敵が二つというのは単純に敵戦力が二倍になるということではない。特に敵が一つの方向に固まっていなければ注意を全方位に向けなければならない。そのうえ攻撃の手数は二倍。
 それこそ実力差が四倍あっても二対一という状況はその差をひっくり返すことは不可能ではない。
 つまるところ。熊がファティをいまだに仕留めきれずにいるということは。ファティと熊の間にはそれ以上の力量差があるということだ。

 だがこの場にいるのは熊とファティだけではない。
 夜を裂くように白い何かがファティの体めがけて飛来するが、それを認識する前に体を盾が覆う。
「キャッ!?」
 戦いの場にそぐわない素っ頓狂な声が出るが恥ずかしがっている暇はない。
 視線の先にいたのは黒い蛇だった。
(もしかしてこの蛇も熊の仲間!?)
 が、その予想は外れていた。蛇から放たれた何かは熊にも当たっていた。効いているようには見えないが。
(仲間割れ……? ううん、もともと敵同士なの?)
 ファティは何となくハブとマングースの話を思い出す。もちろんあれとはスケールが違うが……なんとなく蛇と熊は仲が悪いように感じる。
 しかし厄介な闖入者が現れたことで戦いは膠着してしまった。蛇は何かを撃ちだすことはやめたが立ち去ろうとはしない。
 三勢力がにらみ合う状況がしばし続いたが、それを破ったのは誰でもなかった。

「いたぞ! 熊だ! 蛇もいる! 聖女様もこちらにいらっしゃるぞ!」
 聞き慣れた、アグルの声だった。

「アグルさん!? どうしてここに!?」
 それも一人ではない。軍勢と呼べる数の人々がそこかしこから現れた。
「うおおおおお!!!」
 雄たけびと、中には神に祈る声も聞こえる。騎士団はまず蛇に狙いを定めたようだ。
「神の御加護を!」
 騎士団と蛇が激突する寸前、
「ダメ!」
 盾を両者の間に出現させる。熊から目を離したそれを隙とみなしたのか、一匹の熊は巨体を驚くほど静かに、素早くもひっそりと身を滑らせ、その爪を振るった。
 しかしそれさえも銀色の鎧に防がれる。熊の爪は彼女の肌から紙一重のところで止まっていた。熊が近づいていることに気付いたファティは反撃を開始する。
(正面から斬りかかっても当たらないなら!)
 地面に手を置く。地面に亀裂が広がるが、それが意味するところは誰もわからない。いや、わかったときにはすでに手遅れだっただろう。地面から現れた銀色の刃が熊の体を切り刻んだ。
 ファティは地面から剣を湾曲させながら進ませることで熊からは見えないように攻撃した。初めての使い方だったので狙いが甘く、急所は外したが十分なダメージを与えることができた。
 右手は土煙を立てながら転がり、膝辺りには風穴があいている。まっとうな生き物ならもう動けないだろうが、熊ならばこの程度では即死することはない。
 それを証明するように再び咆哮が轟く。間近にいたファティはあまりの音に耳をふさぐ。騎士団の面々も驚きにひるむ。そのせいで誰もたった今斬り落とされた右手をもう一匹のラーテルに向かって蹴り飛ばしたのを目撃したものはいなかった。

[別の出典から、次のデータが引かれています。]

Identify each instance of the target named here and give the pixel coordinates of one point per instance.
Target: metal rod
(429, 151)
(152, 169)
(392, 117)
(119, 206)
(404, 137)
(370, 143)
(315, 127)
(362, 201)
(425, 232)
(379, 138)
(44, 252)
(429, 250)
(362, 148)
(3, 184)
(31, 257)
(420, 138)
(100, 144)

 次にふっと熊はファティから目をそらす。後方の一匹と目を合わせる。ファティにはそれが助けを求める視線に見えた。ほんの、ほんの一瞬の出来事。

 後方の熊は何かを銜えると軽やかに走り去っていく。
 ファティの目の前にいる熊もまた飛びのこうとして、転んだ。片手を失っているのでバランスがとれなかったのだろう。
「邪悪な熊を逃してはなりません!」
「おおおお!」
 駕籠からカンツの指示が飛ぶ。団員たちはそれに応えて鬨の声を上げる。負傷した熊へと殺到する。
 逃げきれないと悟ったのか熊は遁走から闘争へと体勢を変える。負傷しているとはいえいまだに熊は騎士団を壊滅させられる力を持っている。
(私がやらなきゃ!)
 わずかに残った逡巡を振り払い。再び剣をあらわにする。今度は思いっきり振りかぶる。
 熊は残った腕で顔を庇うようなしぐさをするが、その腕ごと頭を切り裂く。真っ赤な血が間欠泉のように吹き出し見えてはいけないものが見えるほどにその体をえぐる。今度こそ間違いなく致命傷。
 しかしまだ動く。ファティからも先ほど逃げた熊からも遠ざかるように這っていく。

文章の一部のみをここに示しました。